Asymptotic Analysis of Higher-order Scattering Transform of Gaussian Processes

TL;DR

This paper provides an asymptotic analysis of the higher-order scattering transform of Gaussian processes, showing convergence to a chi-square process and quantifying the rate of convergence using advanced probabilistic techniques.

Contribution

It introduces a novel analysis of the scattering transform with quadratic nonlinearity for Gaussian processes, establishing convergence results and explicit bounds.

Findings

STQN output converges to a chi-square process with one degree of freedom.

Total variation distance between the distribution of STQN output and the chi-square process decreases exponentially.
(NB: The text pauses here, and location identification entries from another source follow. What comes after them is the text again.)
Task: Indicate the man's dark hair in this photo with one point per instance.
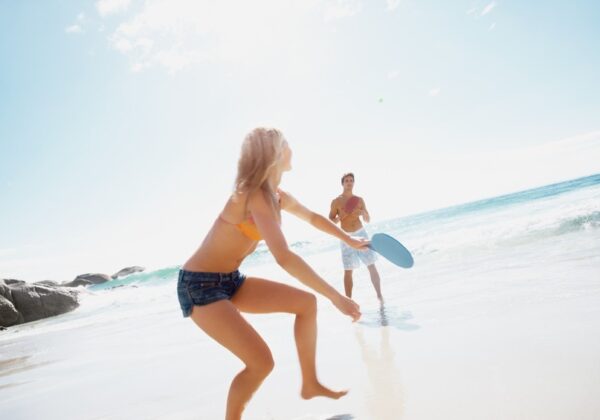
(347, 175)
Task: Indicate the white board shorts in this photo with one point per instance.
(351, 257)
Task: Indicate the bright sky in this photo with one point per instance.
(120, 121)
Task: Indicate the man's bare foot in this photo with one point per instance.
(318, 390)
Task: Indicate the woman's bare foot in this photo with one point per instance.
(317, 390)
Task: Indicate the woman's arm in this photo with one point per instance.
(266, 221)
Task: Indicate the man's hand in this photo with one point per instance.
(358, 243)
(347, 306)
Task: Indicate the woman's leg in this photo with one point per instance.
(264, 296)
(348, 283)
(222, 321)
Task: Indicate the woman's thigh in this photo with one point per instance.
(258, 295)
(223, 322)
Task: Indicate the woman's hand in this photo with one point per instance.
(358, 243)
(346, 306)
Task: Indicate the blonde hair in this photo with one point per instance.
(262, 150)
Recursive formula and probabilistic tools are used to analyze the nonlinearity of STQN.

Abstract

We analyze the scattering transform with the quadratic nonlinearity (STQN) of Gaussian processes without depth limitation. STQN is a nonlinear transform that involves a sequential interlacing convolution and nonlinear operators, which is motivated to model the deep convolutional neural network. We prove that with a proper normalization, the output of STQN converges to a chi-square process with one degree of freedom in the finite dimensional distribution sense, and we provide a total variation distance control of this convergence at each time that converges to zero at an exponential rate. To show these, we derive a recursive formula to represent the intricate nonlinearity of STQN by a linear combination of Wiener chaos, and then apply the Malliavin calculus and Stein's method to achieve the goal.